Hoy, 11 de junio, a la 1 de la tarde, México abre la Copa del Mundo frente a Sudáfrica en el Estadio Azteca, ahora llamado Estadio Ciudad de México, el único estadio del planeta que ha recibido tres partidos inaugurales, después de los de 1970 y 1986. Durante noventa minutos, el país entero va a mirar hacia el mismo lugar.
En este espacio suelo escribir sobre agua, economía y frontera, los asuntos que tenemos pendientes como estado y como país. Esos temas seguirán ahí mañana, y habrá tiempo de sobra para volver a ellos, porque no podemos perderlos de vista. Hoy prefiero detenerme en algo distinto, en ese sentimiento que solo un Mundial despierta y que nos da una razón para reunirnos. Hacer una pausa de vez en cuando, para celebrar y estar con los nuestros, también es parte de lo que nos sostiene como familias y como país.
En muchas casas el plan ya está armado, con la carne en el asador, la camiseta verde puesta, los niños correteando entre los adultos y el vecino que llega con la silla bajo el brazo.
Esas escenas se repiten al mismo tiempo desde Hermosillo hasta Mérida, en miles de patios y salas que hoy laten al ritmo de la misma jugada. Son los momentos sencillos que después uno recuerda con cariño, los que el abuelo cuenta a sus nietos cuando llega el siguiente Mundial y que se vuelven parte de la memoria de una familia.
Pocos acontecimientos logran reunir a México a la misma hora, y un partido de la Selección es uno de ellos. Soy hombre de béisbol, crecí en Sonora, tierra de novena y de estadio lleno los domingos, y aun así el fútbol me acompaña desde niño, desde aquellas tardes en que los mundiales se seguían por radio y la familia entera se juntaba alrededor del aparato, pendiente de cada jugada, para no perderse un gol. Hoy, hasta el estado más beisbolero del país se detiene para ver a la Selección.
Dos sonorenses en la zaga
La defensa central de México lleva acento sonorense, con Johan Vásquez, nacido en Navojoa, y César Montes, de Hermosillo, dos paisanos que se conocen desde los 10 años, cuyos padres son amigos, y que hoy pueden ser titulares juntos en la misma línea defensiva.
Es la primera vez que dos futbolistas nacidos en Sonora arrancarían juntos en la zaga de México en un partido mundialista, dos muchachos del noroeste que se formaron lejos de la capital y que esta tarde cuidan la portería de todo el país.
Esa imagen dice algo bonito sobre nosotros, porque el talento mexicano brota en todas partes, en Navojoa y en Hermosillo, en Tijuana y en Guadalajara, en cada rincón donde un niño encuentra una cancha y a alguien que confíe en él.
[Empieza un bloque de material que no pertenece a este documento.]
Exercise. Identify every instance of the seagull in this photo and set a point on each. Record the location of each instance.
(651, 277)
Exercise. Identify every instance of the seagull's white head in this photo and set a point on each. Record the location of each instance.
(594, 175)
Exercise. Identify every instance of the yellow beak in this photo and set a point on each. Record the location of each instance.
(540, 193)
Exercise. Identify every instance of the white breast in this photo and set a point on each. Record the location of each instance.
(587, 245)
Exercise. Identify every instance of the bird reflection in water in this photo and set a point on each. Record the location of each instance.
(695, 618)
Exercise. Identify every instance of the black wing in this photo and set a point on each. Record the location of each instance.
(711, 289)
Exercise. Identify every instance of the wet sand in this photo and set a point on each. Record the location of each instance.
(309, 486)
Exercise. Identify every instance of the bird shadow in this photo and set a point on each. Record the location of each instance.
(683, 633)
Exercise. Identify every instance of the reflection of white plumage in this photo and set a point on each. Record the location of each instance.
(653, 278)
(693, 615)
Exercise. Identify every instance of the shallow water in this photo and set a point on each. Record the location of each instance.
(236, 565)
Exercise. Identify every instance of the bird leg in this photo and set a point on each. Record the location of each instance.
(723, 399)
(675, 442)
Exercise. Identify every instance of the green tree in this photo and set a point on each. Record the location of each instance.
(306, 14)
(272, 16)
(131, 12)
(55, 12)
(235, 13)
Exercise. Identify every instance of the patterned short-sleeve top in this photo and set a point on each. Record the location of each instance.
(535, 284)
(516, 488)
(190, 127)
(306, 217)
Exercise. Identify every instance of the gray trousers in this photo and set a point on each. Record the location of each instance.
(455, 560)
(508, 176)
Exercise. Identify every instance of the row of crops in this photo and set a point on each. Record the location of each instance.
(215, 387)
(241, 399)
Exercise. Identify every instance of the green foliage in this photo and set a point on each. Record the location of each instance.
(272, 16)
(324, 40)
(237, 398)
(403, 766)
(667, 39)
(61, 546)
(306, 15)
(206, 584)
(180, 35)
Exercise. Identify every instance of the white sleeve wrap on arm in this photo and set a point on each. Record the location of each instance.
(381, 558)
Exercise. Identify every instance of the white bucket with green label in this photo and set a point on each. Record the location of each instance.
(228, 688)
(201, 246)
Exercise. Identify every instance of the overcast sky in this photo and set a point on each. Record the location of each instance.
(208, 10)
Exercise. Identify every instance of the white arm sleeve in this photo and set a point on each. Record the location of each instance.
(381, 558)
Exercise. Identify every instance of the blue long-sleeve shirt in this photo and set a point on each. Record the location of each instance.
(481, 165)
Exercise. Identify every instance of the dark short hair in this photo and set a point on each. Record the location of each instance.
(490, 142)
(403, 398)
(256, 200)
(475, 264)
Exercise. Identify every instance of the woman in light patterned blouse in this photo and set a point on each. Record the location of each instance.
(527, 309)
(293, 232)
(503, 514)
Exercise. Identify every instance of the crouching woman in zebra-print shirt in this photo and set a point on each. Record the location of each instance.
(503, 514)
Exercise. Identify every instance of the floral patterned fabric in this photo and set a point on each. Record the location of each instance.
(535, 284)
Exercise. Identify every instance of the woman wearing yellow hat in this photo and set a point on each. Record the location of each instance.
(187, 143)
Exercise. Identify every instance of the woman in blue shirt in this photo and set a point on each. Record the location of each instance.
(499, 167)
Vásquez y Montes salieron de Sonora siendo jóvenes, dejaron su casa y trabajaron durante años para llegar a este momento, el mismo camino que recorre cualquier sonorense que se atreve a soñar en grande, en el deporte o en lo que decida emprender.
Para Sonora hay un orgullo especial en este partido, porque ver a dos paisanos defendiendo la portería de México, sabiendo de dónde vienen y lo que costó llegar, le da a la inauguración un sabor distinto. Cada balón que despejen lo vamos a sentir como nuestro, en esa clase de momento que junta a un estado entero frente al televisor, sin importar a qué equipo de la liga le va cada quien.
Lo que nos deja el Mundial
Un equipo funciona cuando cada quien cuida al de al lado y todos empujan hacia la misma portería, porque ninguna estrella levanta sola una Copa del Mundo. Este torneo lo organizan además tres países, México, Estados Unidos y Canadá, jalando parejo, y con él México se convierte en la primera nación en albergar tres mundiales, un orgullo que vale la pena celebrar sin complicaciones.
Por unas horas vamos a sentir lo que es ser uno solo, a gritar el mismo gol, a sufrir la misma jugada y a abrazar al de junto sin preguntarle por quién vota ni de dónde viene. Ese sentimiento es de lo más valioso que tenemos, y hoy lo vivimos en el fútbol, con la familia y los amigos, con la esperanza de que nos dure más allá del silbatazo final.
Por lo pronto, hoy toca disfrutar, porque México juega en casa y el país entero juega con él.